Storing Classes in Bytecode

Jonathan Worthington jonathan at jnthn.net
Sat Jul 31 03:08:51 UTC 2010


chromatic wrote:
> Rakudo and other HLLs could greatly benefit from Parrot sorting out the "How 
> and when do I declare a class?" mess.  The best way I can see for us to help 
> them is to ease the requirement that all classes need declaration in :load 
> :init subs when compiling PIR or loading PBC by adding a bytecode segment for 
> classes.
>
> This segment should store attribute information (size, name), methods (name, 
> pointer to appropriate sub in regular bytecode seg), parent information 
> (pointer to other class), and (optional) class name.
>
> Anonymous classes referred to in bytecode can refer to the appropriate class 
> in the segment.
>
> Named classes should also be available by name lookup.
>
> We'll need to add a freeze and thaw mechanism for classes and some mechanism 
> by which HLLs can specify which classes they want to freeze, but if we can 
> make this work (and it's not too much work), we can improve Rakudo's startup 
> immensely.
>
> After that, we can figure out some declarative syntax for classes in PIR and 
> avoid many other messes.
>   
First off, thanks for thinking about these kinds of things. It is indeed 
true that we should be doing a lot less work at startup and should be 
able to serialize much more into a PBC file, and it would be a big win 
all around - not just for Rakudo's own startup time, but for loading 
pre-compiled modules too.

However, the direction that is suggested here is, I'm afraid, not going 
to be helpful. I'd like to make some concrete suggestions of what would 
be helpful, for first of all I need to explain a bit about the direction 
I expect to be taking the objects implementation for Rakudo in, so they 
actually have some context. In all of this, please keep in mind that:

* This is still something I'm in the process of designing and 
prototyping, so specifics are speculative.
* I'm in the process of writing a series of blog posts that will got 
into a LOT more detail.

Now that Rakudo Star is out, these two will become my focus for a while.

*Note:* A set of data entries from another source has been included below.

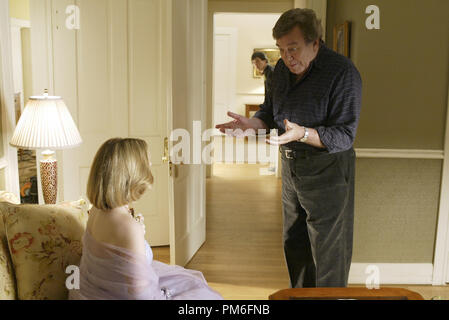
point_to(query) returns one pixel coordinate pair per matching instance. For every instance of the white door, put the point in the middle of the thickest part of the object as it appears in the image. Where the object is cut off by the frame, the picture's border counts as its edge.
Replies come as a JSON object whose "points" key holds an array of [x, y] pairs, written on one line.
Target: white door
{"points": [[120, 71], [9, 174], [225, 51], [110, 72], [188, 190]]}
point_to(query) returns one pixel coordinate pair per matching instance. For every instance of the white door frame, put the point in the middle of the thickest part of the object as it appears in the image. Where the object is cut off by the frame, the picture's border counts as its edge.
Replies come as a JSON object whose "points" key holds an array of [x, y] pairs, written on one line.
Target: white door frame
{"points": [[441, 256], [232, 33], [9, 161]]}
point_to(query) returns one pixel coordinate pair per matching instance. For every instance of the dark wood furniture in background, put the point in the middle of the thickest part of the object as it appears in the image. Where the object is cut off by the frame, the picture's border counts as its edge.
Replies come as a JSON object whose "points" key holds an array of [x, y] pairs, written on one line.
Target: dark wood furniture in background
{"points": [[249, 108], [354, 293]]}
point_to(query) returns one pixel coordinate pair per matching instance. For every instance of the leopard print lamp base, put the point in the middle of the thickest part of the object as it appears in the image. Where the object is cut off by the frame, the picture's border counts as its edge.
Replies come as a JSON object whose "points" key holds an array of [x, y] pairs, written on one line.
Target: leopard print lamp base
{"points": [[49, 169]]}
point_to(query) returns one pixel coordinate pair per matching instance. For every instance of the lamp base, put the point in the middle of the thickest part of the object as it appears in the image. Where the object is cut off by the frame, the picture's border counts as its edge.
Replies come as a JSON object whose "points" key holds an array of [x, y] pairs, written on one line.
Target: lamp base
{"points": [[49, 177]]}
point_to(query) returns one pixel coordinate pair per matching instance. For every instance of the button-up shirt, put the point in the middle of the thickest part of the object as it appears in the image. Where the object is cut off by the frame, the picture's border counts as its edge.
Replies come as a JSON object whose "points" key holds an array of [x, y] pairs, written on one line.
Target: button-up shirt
{"points": [[327, 98]]}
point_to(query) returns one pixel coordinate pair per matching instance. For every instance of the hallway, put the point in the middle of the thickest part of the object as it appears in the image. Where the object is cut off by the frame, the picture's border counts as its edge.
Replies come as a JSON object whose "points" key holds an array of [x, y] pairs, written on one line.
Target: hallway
{"points": [[243, 250]]}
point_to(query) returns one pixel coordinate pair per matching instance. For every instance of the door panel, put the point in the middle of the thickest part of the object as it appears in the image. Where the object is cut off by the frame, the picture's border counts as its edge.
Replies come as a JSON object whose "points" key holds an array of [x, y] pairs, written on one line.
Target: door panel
{"points": [[189, 104], [109, 74]]}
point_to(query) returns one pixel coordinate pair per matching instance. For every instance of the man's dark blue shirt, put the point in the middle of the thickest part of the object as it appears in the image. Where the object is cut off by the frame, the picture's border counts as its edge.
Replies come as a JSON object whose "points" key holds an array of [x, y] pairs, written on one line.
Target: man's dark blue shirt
{"points": [[327, 98]]}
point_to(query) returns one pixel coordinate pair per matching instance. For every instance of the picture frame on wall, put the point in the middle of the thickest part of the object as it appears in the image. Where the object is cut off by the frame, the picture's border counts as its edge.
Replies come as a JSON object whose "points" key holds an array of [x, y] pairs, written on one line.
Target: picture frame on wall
{"points": [[341, 38], [273, 55]]}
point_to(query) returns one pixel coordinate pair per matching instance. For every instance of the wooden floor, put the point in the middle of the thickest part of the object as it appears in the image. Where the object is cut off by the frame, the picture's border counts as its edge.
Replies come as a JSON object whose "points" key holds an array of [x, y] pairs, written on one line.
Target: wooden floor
{"points": [[242, 257]]}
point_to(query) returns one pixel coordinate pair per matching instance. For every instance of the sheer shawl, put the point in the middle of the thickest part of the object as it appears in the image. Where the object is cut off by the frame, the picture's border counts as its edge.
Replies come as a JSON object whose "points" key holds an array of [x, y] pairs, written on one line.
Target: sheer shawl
{"points": [[108, 272]]}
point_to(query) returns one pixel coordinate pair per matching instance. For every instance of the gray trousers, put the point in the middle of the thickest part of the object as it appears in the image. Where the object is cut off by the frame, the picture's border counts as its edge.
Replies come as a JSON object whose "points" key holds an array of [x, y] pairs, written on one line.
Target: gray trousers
{"points": [[318, 215]]}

Rakudo today builds its object model in terms of Parrot's Class and 
Object PMCs. We actually don't expose Parrot classes directly to the 
user, nor Parrot roles. They're instead packaged up inside 
"meta-packages" (a word I am using to describe meta-objects that 
describe various types of package, such as roles or classes). We do 
various tricks like sub-classing the Object PMC. And we build up these 
various objects at runtime, in :load :init blocks for our-scoped stuff. 
During the "ng" branch, where we did many many refactors, I managed to 
hide pretty much all of this beneath a meta-model API. This is both 
needed for Perl 6 anyway, but means that I can later change out what's 
beneath it.

It's now time to do that, because we've kinda hit breaking point. I need 
to handle...

* Gradual typing, rather than just dynamic
* Natively typed attributes, including in roles where they are type 
parametrized
* Compact structs...and arrays of them..and arrays of native types
* Custom meta-packages
* Representation polymorphism
* All the OO stuff we do correctly today
* All the OO stuff we do incorrectly today, but correctly

And do it:

* More quickly than we can now
* In a way that's clean
* In a way that works on Parrot
* In a way that works on other backends

To achieve this, I plan to build an object implementation - from the 
ground up - that works just as we need for Perl 6. On Parrot, the 
various objects will, of course, live inside PMCs. For the Parrot 
implementation, there'll be a way to map v-table methods, and I'll work 
out ways to inter-op with any other Parrot object, just as, say, a JVM 
implementation of the model would have to work out ways to interop with 
Java objects. (I'm aware there's interest in Parrot in us having some 
deeper meta-model integration too, but I think it'll be easier to do 
that when we have concrete things to talk about unifying, rather than 
trying to come up with some scheme first.)

I've got quite a few bits of how this will look coming together and I'll 
blog much more detail in the next week or two, but here are the salient 
points for the purpose of this discussion.

1) Whatever I implement will not use the Class and Object PMCs in Parrot.

2) Whatever I implement will be intended to replace Rakudo's, NQPs and 
PCTs usage of P6object (yes, we got a deprecation note in on that :-)).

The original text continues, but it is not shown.